There's many different varieties of this popular plant.  The awesome part about peonies, they live forever.  In some instances, peonies will grow over 100 years old.  The funny thing about it is, they will grow in the same spot for 100 years, and that's the best part of it.  You can find a really nice peony that has been growing in a certain area and you can actually divide that peony.  Then you could take that, move it and plant somewhere else.


The main thing with transplanting peonies is making sure that you keep in mind whatever depth it was planted initially.  You need to maintain that depth wherever you're moving to.  The interesting thing about peonies is that they want full sun.  When I say full sun, they want actually more than just full sun, they need about six to eight hours.  Six to eight hours of light is going to give your peony the opportunity to produce the most blooms or buds.  When you have the most blooms or buds, it just turns out to be a gorgeous, gorgeous plant.


Peonies are really unique from the standpoint is that they're not cheap to buy.  Peonies are not propagated.  They're basically grown from the tubers, and the tubers take a long time to grow.  You need to have a certain number of tubers in order for them to continue to grow.  A nursery will actually hold onto peonies for about three years before they're actually ready to be planted or put in a pot like these and then sold to the public.  So, there's a lot of investment of time and effort put into these plants in order to make them ready for the public.


Some other interesting facts about peonies is that their buds will be ready to explode.  They'll be producing nectar and a lot of people will see ants on their peonies and they think, “Oh no, I'm being invaded by ants,” or this is a bad thing.  No, in this case, the ants are really good.  Ants are actually collecting the honeydew, or the nectar.  They're protecting the plant from other pests.  My theory is that the ants protect the plant because the plant is producing food.  The ants protect the plant because it's a food producer.  So basically, if anything else comes into there, it takes out the insect. Ants are a beneficial insect for the peony, and that's why you do not want be killing the ants off around your peonies.


Something to consider is after your peonies are done blooming is to actually remove the seed head. Then, the effort is put into the foliage, into the root system rather than into the seed heads.


There are many, many different colors.  You can get them in white, pink, purple, white and yellow, yellow and white.  There's just a huge amount of variation of the different peonies and different colors.  The ones that you probably see the most of are probably white, more solid colors.  Those are the peonies that have been around for a long time.

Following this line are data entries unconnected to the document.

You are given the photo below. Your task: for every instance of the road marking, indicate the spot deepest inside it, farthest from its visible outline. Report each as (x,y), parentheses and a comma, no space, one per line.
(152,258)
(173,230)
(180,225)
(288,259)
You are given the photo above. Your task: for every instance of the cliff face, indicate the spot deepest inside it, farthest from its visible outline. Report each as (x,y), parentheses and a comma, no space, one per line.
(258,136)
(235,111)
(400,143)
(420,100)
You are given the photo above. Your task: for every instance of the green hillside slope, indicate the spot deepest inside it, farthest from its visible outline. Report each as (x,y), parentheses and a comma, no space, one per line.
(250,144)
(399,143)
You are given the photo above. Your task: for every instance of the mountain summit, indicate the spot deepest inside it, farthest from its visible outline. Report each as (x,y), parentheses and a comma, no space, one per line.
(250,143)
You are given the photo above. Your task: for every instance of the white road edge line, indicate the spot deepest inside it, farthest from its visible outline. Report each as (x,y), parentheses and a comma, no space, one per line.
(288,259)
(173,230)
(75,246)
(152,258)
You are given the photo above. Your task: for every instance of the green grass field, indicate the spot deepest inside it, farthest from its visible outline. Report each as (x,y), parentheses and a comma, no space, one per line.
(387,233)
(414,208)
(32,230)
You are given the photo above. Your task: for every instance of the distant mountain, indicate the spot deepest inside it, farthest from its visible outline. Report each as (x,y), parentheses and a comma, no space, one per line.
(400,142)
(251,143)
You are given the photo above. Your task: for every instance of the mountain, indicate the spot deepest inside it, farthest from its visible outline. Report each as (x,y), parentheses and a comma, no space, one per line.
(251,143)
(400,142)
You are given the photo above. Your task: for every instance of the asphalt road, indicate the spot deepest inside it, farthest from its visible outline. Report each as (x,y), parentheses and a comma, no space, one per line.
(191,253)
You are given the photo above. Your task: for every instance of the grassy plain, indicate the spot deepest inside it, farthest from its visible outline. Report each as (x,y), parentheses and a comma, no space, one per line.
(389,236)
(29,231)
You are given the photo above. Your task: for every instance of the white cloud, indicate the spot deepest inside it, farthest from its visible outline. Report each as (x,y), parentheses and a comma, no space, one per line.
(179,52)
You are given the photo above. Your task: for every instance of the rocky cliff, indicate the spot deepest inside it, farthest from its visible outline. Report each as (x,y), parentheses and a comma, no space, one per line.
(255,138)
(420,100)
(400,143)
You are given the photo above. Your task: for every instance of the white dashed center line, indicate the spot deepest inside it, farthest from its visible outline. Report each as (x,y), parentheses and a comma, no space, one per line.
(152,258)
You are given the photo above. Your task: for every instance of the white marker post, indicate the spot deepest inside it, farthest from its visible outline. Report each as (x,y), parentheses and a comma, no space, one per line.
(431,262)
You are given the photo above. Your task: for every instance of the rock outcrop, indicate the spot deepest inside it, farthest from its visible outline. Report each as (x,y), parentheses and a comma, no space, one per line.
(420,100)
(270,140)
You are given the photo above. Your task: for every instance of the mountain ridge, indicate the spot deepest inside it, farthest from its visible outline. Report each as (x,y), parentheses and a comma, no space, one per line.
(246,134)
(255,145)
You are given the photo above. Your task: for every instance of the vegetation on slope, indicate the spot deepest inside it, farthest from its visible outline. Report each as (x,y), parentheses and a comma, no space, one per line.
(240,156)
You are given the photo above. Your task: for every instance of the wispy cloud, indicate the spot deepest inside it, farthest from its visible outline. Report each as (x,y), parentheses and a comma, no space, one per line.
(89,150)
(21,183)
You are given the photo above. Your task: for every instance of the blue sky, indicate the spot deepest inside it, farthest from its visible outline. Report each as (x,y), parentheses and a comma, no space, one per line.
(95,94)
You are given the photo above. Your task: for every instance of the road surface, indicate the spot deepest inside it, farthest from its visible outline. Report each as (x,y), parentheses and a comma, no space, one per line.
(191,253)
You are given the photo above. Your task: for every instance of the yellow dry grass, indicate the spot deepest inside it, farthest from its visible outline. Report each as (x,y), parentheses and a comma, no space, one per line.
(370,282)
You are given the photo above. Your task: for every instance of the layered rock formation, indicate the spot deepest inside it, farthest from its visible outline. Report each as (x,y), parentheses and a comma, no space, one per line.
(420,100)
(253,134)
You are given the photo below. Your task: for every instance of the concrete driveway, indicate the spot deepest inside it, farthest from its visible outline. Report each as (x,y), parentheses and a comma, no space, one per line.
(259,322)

With peonies, as far as fertilization goes is we do not want too much fertilization and you don't want to put too little.  Basically, just a standard 10-10-10 or something that you use once in a while. You can put that around the plant. The one thing you don't want to do is put too much fertilizer in it.


So basically, it comes down to this, if your plant has been looking good and putting out blossoms, ignore it and enjoy it.